Durum böyleyken Çoklu Zeka Kuramı 8 çeşit zeka türünden bahseder. Uzamsal Zekâ, Kinestetik Zekâ, Müziksel Zekâ, Sözel Zekâ, İçsel Zekâ, Sosyal Zekâ, Matematiksel Zekâ, Doğasal Zekâ ve 9.su olabileceğine inanılan Varoluşsal Zeka türleridir. Zamanla belki de başka çeşit zeka türlerinden de bahsediyor olacağız. Fakat bu kadar farklı zeka türlerine karşın tek tip eğitim modeliyle çocukları eğitim-öğretim vermek  ne kadar doğrudur. Pedagojik Formasyon (Öğretmenlik eğitimi) alırken bizlere verilen teorideki eğitim modeli anlayışı ile pratikte verilen eğitim anlayışı birbirinden o kadar farklı ki...

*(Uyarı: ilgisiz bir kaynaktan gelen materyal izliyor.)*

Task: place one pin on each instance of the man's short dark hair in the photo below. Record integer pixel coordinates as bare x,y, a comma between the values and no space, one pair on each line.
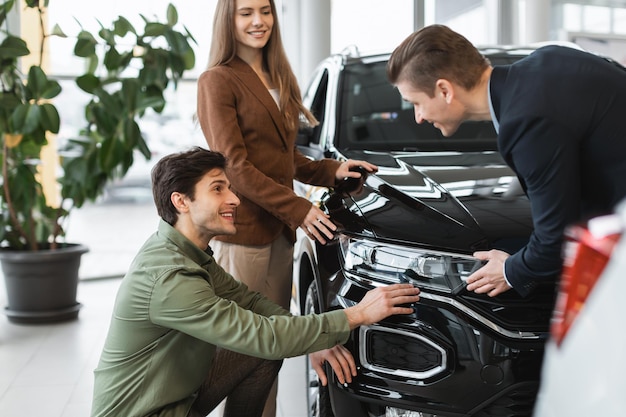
435,52
180,172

Her çocuk üniversiteye gitmek zorunda mı? Çocuklar zeka tiplerine, kabiliyetlerine göre mesleki okullara gereğince yönlendirmeli, değil mi? Meslek okullarında biraz iyileştirme yapıldı, lakin yeterli değil. Oralarda da hem öğrenci az hem de kabiliyetlerine göre yönlendirme eksik. Üniversite mezunu milyonlarca genç işsiz maalesef. Kaldı ki iş bulabilen de istediği, sevdiği mesleği yap(a)mıyor. Eğitim hayatı boyunca tabiri caizse ''yarış atı'' gibi koşturulan gençlerin kahir ekseriyeti işsiz...

''Egemenler ile alt tabaka ilişkisi tarih boyunca bir zorunluluktu. Çünkü egemenlerin hem hizmetlerini görecek (köle, işçi, memur vs.) hem de onlar adına savaşacak insanlara ihtiyaçları vardı. "bu zorunlu ilişkinin sonuna geldik; zenginlerin, çalıştırmak ya da savaştırmak için fakirlere ihtiyacı yok. Artık onların yapay zekalı robotları var."(Wendy Brown) Robotlaşma,  makineleşme ve yapay zekayı her alana sokabilecek düzeye getirdiler. Eğitimin sanal ortama taşınması ile okul binalarının birer harabeye dönüşmesi hükümetlerin cesaret ettiği anda olabilecek bir şey. Eğer hala okul binaları duruyor çocuklar fabrika tipi eğitime devam ediyorlarsa; devletlerin, işsiz kalacak milyonlarca öğretmen ve diğer personeli ne yapacaklarını bilememelerinden...''( Ahmet Hakan Çakıcı) 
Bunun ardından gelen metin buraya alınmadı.